How do you integrate an AI API (like OpenAI or Claude) into a frontend app

Never call the AI API directly from the browser — proxy through your own backend so the API key stays secret. The backend handles auth, rate limiting, prompt construction, and streaming; the frontend streams the response, renders incrementally, and handles loading/errors/cancellation.

7 min read·~15 min to think through

The single most important rule: never call the AI provider directly from the browser. Everything else follows from that.

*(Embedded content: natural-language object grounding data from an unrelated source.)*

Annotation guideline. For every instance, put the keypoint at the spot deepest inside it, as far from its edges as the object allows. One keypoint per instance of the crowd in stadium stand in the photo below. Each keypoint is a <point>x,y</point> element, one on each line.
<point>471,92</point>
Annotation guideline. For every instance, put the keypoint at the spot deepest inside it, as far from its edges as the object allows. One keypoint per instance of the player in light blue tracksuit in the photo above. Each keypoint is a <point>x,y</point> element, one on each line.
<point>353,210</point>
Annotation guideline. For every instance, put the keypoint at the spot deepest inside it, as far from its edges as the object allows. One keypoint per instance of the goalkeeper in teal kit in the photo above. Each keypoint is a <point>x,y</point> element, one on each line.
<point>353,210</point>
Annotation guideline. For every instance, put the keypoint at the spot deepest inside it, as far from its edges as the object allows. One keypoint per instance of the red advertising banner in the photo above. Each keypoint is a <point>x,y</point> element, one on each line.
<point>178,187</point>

1. Architecture — proxy through your backend

Browser → your backend (BFF) → OpenAI/Claude API

The API key must stay server-side. Putting it in frontend code or env-exposed-to-client = anyone can read it from the bundle/network and run up your bill. This is non-negotiable.
Your backend endpoint also lets you: authenticate your users, enforce your rate limits and quotas, construct/validate prompts, sanitize inputs, log/monitor, cache, and swap providers without a frontend change.

2. Streaming — essential for UX

AI responses are slow (seconds) and generated token-by-token. Don't make the user stare at a spinner.

The provider supports streaming (SSE / chunked responses). Your backend proxies the stream through to the client.
Frontend consumes it — ReadableStream from fetch, an EventSource, or the provider's SDK streaming helpers — and renders tokens incrementally as they arrive.
Show a typing/cursor indicator; let the UI update progressively.

3. Frontend state & UX

States: idle, loading/streaming, success, error — and partial (mid-stream) content.
Cancellation — an AbortController so the user can stop a long generation (and you stop paying for it).
Optimistic display of the user's message; append the assistant's streamed response.
Markdown rendering — model output is usually markdown; render it safely (sanitize — model output is untrusted; treat it like user content for XSS).
Conversation state — message history managed client-side and sent with each request (or referenced by a server-side thread id).

4. Errors, limits, cost

Handle rate limits (429) and provider errors gracefully — backoff, retry where safe, clear messaging. (See AI-specific rate-limit handling.)
Timeouts for stuck generations.
Cost control — token limits, max output length, debounce, prevent spam; enforce per-user quotas on your backend.
Latency — set expectations in the UI; streaming makes it feel faster.

5. AI-specific concerns

Hallucinations — don't present output as authoritative; cite sources where possible; let users verify/edit.
Safety — moderate inputs/outputs if user-facing.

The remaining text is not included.